No one realizes how beautiful it is to travel until he comes home and rests his head on his old, familiar pillow.
I really love this quote by Lin Yutang, though I don’t think I ever truly could relate to it until now. Being home in Maryland these past few days has been wonderful. I thought I would feel like a stranger in my house, but it’s been amazing to me how quickly I fell back into my old routine. There have been definite moments where I have thought to myself, “Wow, this feels so different than Spain.” Those moments, however, have been more in stores, on the metro, or while watching TV. When it comes to time with my family, however, it’s like nothing has changed.

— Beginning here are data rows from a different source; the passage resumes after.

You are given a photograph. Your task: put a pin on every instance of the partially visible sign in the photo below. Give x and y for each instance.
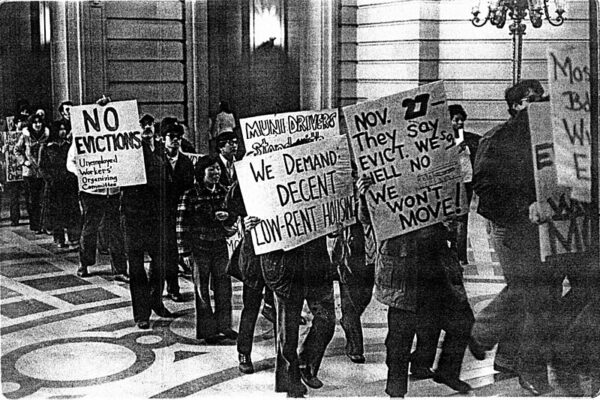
(569, 78)
(14, 164)
(570, 228)
(108, 145)
(405, 142)
(300, 193)
(266, 133)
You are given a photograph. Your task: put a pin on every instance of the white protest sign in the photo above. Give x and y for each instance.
(300, 193)
(570, 228)
(108, 145)
(405, 142)
(266, 133)
(569, 78)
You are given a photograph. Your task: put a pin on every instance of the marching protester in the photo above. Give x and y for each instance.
(202, 227)
(34, 135)
(62, 203)
(354, 253)
(519, 316)
(180, 177)
(99, 205)
(145, 226)
(418, 276)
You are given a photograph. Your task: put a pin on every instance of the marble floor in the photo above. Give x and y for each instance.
(66, 337)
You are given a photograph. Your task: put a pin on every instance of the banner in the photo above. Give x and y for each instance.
(108, 145)
(569, 78)
(570, 228)
(13, 163)
(266, 133)
(300, 193)
(405, 142)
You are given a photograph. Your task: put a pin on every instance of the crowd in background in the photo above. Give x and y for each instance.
(183, 215)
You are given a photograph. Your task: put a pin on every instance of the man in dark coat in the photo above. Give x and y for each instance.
(180, 177)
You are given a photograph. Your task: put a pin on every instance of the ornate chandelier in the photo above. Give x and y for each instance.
(496, 11)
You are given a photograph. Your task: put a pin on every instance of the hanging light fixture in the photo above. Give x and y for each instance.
(497, 12)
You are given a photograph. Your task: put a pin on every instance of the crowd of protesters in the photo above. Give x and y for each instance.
(182, 217)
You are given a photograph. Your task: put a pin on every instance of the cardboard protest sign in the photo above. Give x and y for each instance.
(13, 163)
(570, 228)
(108, 145)
(266, 133)
(569, 78)
(300, 193)
(405, 142)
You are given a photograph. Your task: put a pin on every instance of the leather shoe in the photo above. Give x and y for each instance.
(309, 379)
(421, 373)
(245, 366)
(144, 325)
(477, 349)
(164, 313)
(230, 334)
(121, 278)
(356, 358)
(176, 297)
(453, 383)
(269, 313)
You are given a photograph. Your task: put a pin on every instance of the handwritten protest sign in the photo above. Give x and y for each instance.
(569, 78)
(108, 145)
(570, 228)
(266, 133)
(300, 193)
(406, 144)
(13, 163)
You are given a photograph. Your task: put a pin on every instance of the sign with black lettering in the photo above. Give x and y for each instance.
(570, 228)
(405, 142)
(569, 78)
(300, 193)
(266, 133)
(13, 163)
(108, 145)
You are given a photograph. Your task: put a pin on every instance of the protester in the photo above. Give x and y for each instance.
(227, 146)
(62, 204)
(418, 276)
(202, 226)
(35, 134)
(354, 252)
(180, 177)
(145, 225)
(519, 316)
(99, 205)
(469, 144)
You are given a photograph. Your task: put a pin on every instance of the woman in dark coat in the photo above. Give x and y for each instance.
(61, 203)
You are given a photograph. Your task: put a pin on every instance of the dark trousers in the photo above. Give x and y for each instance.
(34, 189)
(320, 300)
(211, 262)
(146, 288)
(355, 296)
(95, 208)
(520, 317)
(14, 190)
(252, 298)
(402, 326)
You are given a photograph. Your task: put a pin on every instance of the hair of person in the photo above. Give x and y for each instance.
(62, 105)
(223, 138)
(171, 128)
(457, 109)
(34, 118)
(224, 106)
(201, 165)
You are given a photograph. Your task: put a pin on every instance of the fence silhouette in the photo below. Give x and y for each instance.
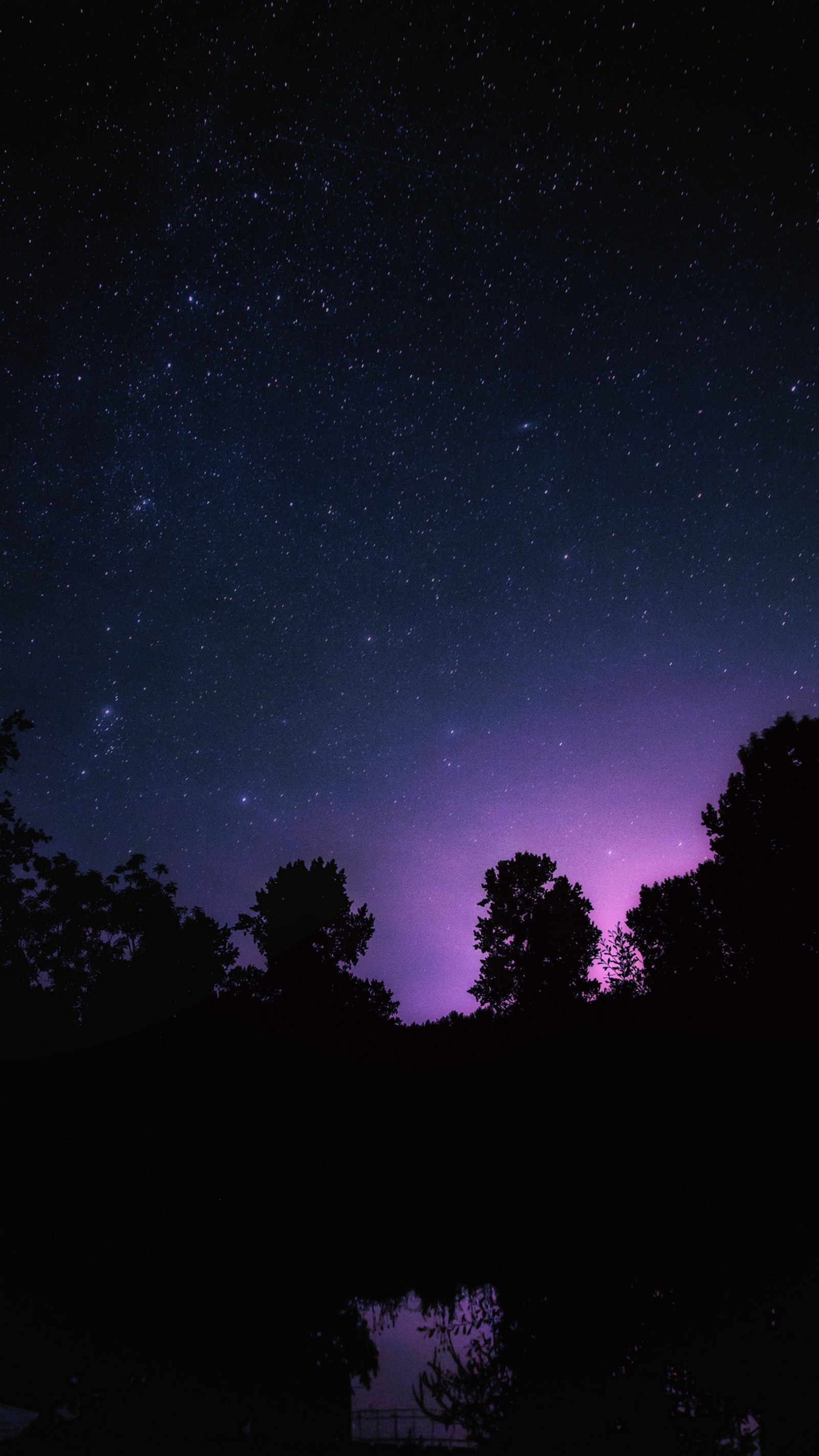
(399, 1424)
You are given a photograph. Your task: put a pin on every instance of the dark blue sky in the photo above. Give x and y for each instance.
(408, 440)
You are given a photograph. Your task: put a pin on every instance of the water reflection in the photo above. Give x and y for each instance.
(621, 1371)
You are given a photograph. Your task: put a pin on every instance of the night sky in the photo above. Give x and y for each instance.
(410, 440)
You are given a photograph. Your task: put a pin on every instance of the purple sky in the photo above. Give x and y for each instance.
(613, 789)
(411, 443)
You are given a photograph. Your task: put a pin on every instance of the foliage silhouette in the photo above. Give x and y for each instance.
(766, 845)
(89, 956)
(305, 927)
(677, 929)
(537, 938)
(621, 965)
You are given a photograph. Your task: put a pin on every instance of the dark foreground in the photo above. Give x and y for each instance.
(192, 1215)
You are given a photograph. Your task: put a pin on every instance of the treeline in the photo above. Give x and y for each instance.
(85, 956)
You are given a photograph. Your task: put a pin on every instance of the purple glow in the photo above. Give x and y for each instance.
(612, 788)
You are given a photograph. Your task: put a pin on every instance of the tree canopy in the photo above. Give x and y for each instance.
(537, 938)
(92, 956)
(310, 937)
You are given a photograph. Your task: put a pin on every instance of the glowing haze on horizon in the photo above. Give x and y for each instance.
(411, 444)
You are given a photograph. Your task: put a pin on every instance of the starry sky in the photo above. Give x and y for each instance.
(408, 440)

When so many people think of “home” they think of their room and their bed or places in their town that they love. Living in Spain these past few months and now returning to Maryland for the holidays has made me realize that for me my home isn’t my house, my room, or even my state. My home is my family. And it is nice to come to this realization. When I started this Spain adventure, I thought that maybe I’d like it so much that I’d want to stay in Spain/Europe for a few years (and I would certainly like to do another year in the BEDA program), but I don’t think I can ever see myself settling down in a place where my family is not. I know that for many people that is not the case, they could settle down anywhere and be fine with just seeing their family every once in awhile. That is just not the case with me. And I am okay with that.
I leave for Spain again in a few days and I plan to enjoy the rest of my time there to the fullest and make as many memories as possible, but I love the fact that I know that in a few months I will be reunited once again with my family. I don’t care if we are in Maryland, Spain, Puerto Rico, or Timbuktu, as long as I am with family, I’m home.